I have found solace in friends like Adrian who’ve helped me understand that I’m not broken. I am somewhere where my voice is silenced out of fear for my own safety. There is no gender affirming care that is safe from the government’s hypocrisy. Even just going to the hospital is terrifying in an emergency. I constantly have to choose between who I am going to be and if the people around me will be okay with me, the real me. No neutral bathrooms to be found, I’m deadnamed any time I’m around my family, even from the ones that know my name in order to keep me safe from the others.

It is easy to feel discouraged from it all, and it isolates me. But with all you hear today, I know there are people out there fighting for my true freedom, my freedom of expression.”

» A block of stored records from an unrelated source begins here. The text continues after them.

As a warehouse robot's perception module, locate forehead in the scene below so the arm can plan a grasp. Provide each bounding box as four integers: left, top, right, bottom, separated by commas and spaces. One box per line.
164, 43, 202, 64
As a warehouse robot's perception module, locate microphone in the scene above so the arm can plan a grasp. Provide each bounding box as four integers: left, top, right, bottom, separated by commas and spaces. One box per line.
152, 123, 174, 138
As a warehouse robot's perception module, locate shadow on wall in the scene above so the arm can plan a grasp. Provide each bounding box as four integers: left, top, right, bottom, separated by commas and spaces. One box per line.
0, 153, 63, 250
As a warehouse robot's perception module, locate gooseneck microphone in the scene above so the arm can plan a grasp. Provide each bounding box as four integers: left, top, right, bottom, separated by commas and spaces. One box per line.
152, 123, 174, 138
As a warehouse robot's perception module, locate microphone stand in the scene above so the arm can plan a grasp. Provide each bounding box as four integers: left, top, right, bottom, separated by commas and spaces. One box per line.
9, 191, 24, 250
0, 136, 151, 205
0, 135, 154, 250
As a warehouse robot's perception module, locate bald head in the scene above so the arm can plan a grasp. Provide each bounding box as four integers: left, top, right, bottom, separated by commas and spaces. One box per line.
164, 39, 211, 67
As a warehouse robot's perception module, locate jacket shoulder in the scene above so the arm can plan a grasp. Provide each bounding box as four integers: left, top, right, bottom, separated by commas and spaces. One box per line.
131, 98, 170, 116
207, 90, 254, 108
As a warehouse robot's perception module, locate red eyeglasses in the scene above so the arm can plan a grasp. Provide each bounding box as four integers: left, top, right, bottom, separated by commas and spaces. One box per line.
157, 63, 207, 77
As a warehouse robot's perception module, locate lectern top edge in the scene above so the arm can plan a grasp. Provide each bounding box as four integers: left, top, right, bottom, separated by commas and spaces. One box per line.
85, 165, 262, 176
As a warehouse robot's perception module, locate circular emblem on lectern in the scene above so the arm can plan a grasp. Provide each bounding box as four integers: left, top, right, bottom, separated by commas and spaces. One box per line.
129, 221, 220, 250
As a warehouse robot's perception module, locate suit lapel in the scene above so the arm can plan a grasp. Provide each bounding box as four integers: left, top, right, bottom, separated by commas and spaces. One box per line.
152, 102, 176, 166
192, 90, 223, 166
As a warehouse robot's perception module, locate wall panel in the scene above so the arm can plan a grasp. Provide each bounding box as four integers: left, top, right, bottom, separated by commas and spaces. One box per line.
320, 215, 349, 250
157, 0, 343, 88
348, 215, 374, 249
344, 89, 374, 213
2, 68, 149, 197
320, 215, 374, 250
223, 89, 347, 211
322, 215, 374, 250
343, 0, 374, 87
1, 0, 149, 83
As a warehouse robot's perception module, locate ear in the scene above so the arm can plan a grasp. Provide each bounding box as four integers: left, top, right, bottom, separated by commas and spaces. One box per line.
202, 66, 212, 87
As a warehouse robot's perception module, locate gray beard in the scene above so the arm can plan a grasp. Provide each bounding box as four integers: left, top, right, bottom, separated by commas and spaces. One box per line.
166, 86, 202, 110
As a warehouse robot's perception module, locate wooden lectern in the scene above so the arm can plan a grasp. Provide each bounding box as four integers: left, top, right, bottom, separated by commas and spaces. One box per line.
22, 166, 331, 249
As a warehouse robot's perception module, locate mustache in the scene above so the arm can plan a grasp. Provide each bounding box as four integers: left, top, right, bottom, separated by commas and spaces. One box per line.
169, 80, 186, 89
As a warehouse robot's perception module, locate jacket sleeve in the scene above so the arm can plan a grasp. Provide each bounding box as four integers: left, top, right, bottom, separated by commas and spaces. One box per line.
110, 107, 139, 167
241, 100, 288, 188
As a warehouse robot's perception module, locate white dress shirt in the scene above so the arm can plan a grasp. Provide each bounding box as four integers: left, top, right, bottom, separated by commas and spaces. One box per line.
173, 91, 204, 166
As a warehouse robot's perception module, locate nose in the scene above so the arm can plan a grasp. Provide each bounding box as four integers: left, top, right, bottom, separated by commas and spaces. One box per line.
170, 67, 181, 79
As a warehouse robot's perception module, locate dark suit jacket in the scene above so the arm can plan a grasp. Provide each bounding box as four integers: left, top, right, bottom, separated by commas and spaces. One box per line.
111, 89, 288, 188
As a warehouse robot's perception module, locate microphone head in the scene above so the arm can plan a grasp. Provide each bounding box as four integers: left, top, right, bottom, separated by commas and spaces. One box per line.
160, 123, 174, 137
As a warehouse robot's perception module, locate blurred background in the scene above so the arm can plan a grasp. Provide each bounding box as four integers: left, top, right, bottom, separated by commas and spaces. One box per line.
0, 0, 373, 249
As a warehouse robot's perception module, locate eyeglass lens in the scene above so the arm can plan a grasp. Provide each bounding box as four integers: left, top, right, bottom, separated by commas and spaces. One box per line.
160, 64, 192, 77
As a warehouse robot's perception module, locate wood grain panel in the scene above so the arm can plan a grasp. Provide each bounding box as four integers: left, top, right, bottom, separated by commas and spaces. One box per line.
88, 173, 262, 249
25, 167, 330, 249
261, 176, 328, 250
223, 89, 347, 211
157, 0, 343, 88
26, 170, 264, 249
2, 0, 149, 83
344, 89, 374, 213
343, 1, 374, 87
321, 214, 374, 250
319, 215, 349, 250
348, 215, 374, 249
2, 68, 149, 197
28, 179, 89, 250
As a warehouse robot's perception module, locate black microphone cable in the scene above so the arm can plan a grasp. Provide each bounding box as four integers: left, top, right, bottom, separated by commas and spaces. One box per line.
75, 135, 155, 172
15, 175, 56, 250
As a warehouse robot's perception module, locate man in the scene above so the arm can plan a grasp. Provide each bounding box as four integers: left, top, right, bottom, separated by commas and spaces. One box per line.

I have been told by fellow activists and sitting politicians that this bill would not pass, and that it is “only sports.” It is never just sports. We cannot take for granted that our lawmakers––Democrat, Republican, or whoever––will look after us without any of us holding them accountable.

Erasure and genocide do not start with murders. They begin with false trust in the government so they are able to criminalize our existence while we sleep. New York, California, all the sanctuary states are only ever a single bill away from becoming Alabama or Texas. 

We owe it to our siblings, our children, mothers, fathers, and all those who came before us, and all those who will come after, to fight with everything we have, no matter how pointless it seems.

We cannot live in fear, because if we do, they have already won.